Combination of amikacin and doxycycline against multidrug-resistant and extensively drug-resistant tuberculosis

2015 
Abstract The objective of this study was to assess the activity of amikacin in combination with doxycycline against clinical strains of Mycobacterium tuberculosis in the search for new strategies against multidrug-resistant (MDR) and extensively drug-resistant (XDR) tuberculosis. The study included 28 clinical M. tuberculosis strains, comprising 5 fully susceptible, 1 isoniazid-resistant, 17 MDR, 1 poly-resistant (streptomycin/isoniazid), 1 rifampicin-resistant and 3 XDR isolates, as well as the laboratory strain M. tuberculosis H37Rv. Minimum inhibitory concentrations (MICs) were determined using a modified chequerboard methodology in a BACTEC™ MGIT™ 960 System. Fractional inhibitory concentration indices (FICIs) were calculated, and synergy, indifference or antagonism was assessed. Whole-genome sequencing was performed to investigate the genetic basis of synergy, indifference or antagonism.

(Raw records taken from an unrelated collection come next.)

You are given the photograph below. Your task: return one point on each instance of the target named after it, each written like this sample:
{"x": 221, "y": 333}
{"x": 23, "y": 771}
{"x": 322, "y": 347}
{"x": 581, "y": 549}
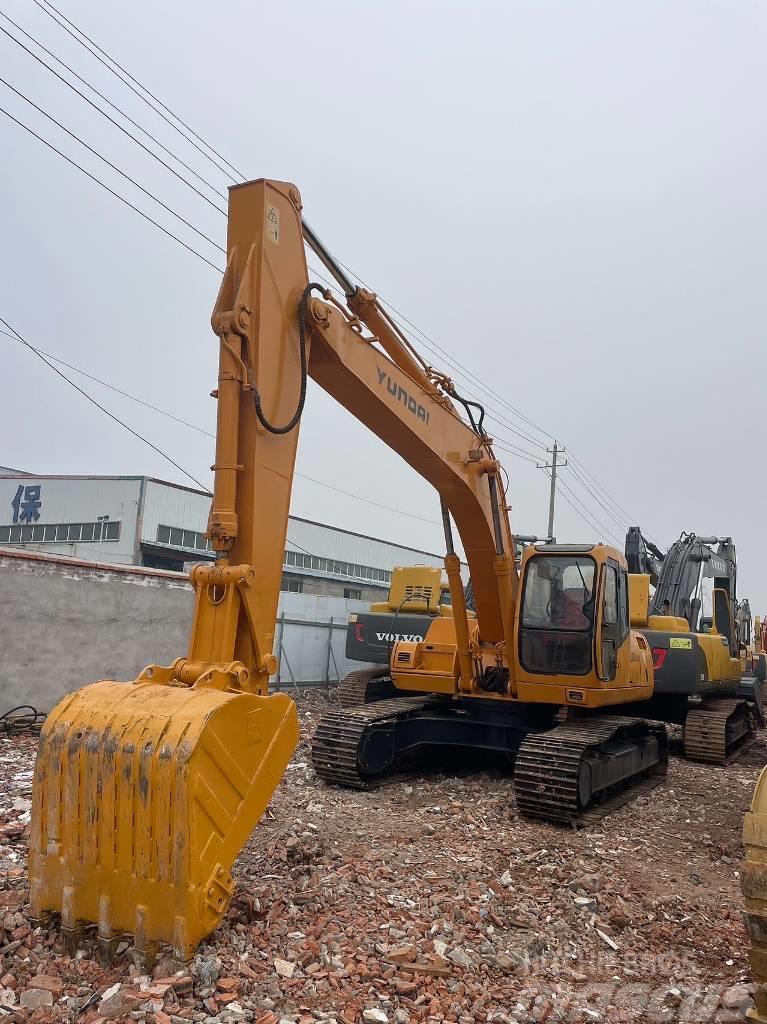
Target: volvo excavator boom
{"x": 144, "y": 792}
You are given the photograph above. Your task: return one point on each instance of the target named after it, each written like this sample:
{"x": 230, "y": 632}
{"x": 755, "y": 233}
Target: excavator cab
{"x": 574, "y": 639}
{"x": 723, "y": 622}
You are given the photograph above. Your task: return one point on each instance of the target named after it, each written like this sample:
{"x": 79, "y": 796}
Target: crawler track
{"x": 719, "y": 731}
{"x": 338, "y": 747}
{"x": 587, "y": 767}
{"x": 367, "y": 686}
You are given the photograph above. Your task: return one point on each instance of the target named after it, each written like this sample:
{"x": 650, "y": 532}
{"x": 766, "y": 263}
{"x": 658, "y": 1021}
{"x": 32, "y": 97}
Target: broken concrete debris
{"x": 425, "y": 900}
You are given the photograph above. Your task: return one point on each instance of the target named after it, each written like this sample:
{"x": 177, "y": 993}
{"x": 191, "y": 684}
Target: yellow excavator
{"x": 417, "y": 594}
{"x": 144, "y": 792}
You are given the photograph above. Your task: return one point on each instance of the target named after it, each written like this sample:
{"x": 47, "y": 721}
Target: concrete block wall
{"x": 66, "y": 623}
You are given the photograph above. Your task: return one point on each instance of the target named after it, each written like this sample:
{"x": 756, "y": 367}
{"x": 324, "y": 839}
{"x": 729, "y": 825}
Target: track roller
{"x": 351, "y": 747}
{"x": 587, "y": 767}
{"x": 719, "y": 731}
{"x": 367, "y": 686}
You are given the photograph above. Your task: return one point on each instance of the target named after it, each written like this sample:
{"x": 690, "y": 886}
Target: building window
{"x": 60, "y": 532}
{"x": 297, "y": 559}
{"x": 189, "y": 540}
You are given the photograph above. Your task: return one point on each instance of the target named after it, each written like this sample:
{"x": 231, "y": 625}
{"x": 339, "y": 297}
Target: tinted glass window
{"x": 610, "y": 597}
{"x": 558, "y": 593}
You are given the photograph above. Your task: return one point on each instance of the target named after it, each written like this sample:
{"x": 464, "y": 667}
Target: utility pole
{"x": 553, "y": 465}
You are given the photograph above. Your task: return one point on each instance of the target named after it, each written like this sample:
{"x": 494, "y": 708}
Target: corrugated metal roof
{"x": 186, "y": 508}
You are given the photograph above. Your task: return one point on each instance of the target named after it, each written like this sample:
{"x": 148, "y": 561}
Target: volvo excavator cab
{"x": 557, "y": 624}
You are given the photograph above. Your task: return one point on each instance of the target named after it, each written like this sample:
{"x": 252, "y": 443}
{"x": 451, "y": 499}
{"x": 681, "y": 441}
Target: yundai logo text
{"x": 398, "y": 392}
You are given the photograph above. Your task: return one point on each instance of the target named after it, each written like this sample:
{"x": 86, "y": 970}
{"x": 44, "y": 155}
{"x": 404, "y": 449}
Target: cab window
{"x": 557, "y": 620}
{"x": 609, "y": 611}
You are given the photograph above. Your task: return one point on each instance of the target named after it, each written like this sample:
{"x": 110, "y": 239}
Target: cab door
{"x": 612, "y": 626}
{"x": 723, "y": 620}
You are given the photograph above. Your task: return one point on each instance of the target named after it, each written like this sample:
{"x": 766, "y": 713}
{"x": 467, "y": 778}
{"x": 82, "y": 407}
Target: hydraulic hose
{"x": 286, "y": 429}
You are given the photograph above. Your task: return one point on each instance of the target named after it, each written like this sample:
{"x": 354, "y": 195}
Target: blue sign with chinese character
{"x": 27, "y": 503}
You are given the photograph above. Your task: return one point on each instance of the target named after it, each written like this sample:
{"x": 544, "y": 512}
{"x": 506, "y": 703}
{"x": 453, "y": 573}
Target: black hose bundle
{"x": 23, "y": 718}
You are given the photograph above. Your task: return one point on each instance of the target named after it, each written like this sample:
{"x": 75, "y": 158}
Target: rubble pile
{"x": 426, "y": 899}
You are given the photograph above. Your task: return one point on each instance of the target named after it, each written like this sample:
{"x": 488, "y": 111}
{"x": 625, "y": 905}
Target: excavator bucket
{"x": 754, "y": 884}
{"x": 143, "y": 795}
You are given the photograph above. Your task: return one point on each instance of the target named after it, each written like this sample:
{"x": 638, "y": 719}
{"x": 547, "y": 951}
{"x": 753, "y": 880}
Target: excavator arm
{"x": 145, "y": 792}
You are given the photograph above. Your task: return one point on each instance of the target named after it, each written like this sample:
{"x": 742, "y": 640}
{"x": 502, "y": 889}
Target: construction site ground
{"x": 426, "y": 899}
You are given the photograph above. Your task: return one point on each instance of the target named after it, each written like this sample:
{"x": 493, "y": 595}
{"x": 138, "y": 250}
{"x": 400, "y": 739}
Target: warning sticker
{"x": 272, "y": 223}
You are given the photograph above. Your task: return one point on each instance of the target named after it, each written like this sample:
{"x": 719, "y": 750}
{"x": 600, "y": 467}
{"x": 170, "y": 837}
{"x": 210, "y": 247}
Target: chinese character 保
{"x": 27, "y": 504}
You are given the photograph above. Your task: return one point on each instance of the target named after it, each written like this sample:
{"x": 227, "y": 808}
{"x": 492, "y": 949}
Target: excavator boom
{"x": 144, "y": 792}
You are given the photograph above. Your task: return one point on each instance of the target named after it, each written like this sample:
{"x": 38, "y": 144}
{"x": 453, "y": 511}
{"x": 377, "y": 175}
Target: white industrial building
{"x": 139, "y": 520}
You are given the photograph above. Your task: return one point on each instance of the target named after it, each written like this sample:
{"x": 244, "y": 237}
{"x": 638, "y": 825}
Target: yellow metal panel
{"x": 639, "y": 598}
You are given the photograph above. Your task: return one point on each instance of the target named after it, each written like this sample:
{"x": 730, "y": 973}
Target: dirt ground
{"x": 428, "y": 899}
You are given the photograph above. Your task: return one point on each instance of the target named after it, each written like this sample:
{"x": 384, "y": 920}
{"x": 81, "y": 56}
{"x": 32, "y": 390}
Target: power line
{"x": 112, "y": 120}
{"x": 580, "y": 513}
{"x": 333, "y": 565}
{"x": 111, "y": 190}
{"x": 434, "y": 346}
{"x": 208, "y": 433}
{"x": 465, "y": 370}
{"x": 113, "y": 166}
{"x": 517, "y": 453}
{"x": 600, "y": 525}
{"x": 125, "y": 72}
{"x": 107, "y": 100}
{"x": 514, "y": 450}
{"x": 98, "y": 406}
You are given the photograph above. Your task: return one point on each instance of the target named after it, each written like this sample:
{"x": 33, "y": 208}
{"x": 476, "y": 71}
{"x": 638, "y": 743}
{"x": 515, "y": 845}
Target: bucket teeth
{"x": 142, "y": 797}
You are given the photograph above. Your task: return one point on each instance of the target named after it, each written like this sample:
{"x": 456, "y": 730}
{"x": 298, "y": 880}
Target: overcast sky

The MIC 50 and MIC 90 values (MICs that inhibit 50% and 90% of the isolates, respectively) were, respectively, 0.5mg/L and 1.0mg/L for amikacin and 8mg/L and 16mg/L for doxycycline. The combination of amikacin and doxycycline showed a synergistic effect in 18 of the 29 strains tested and indifference in 11 strains. Antagonism was not observed. A streptomycin resistance mutation (K43R) was associated with indifference. In conclusion, the benefit of addition of doxycycline to an amikacin-containing regimen should be explored since in vitro results in this study indicate either synergy or indifference. Moreover, doxycycline also has immunomodulatory effects.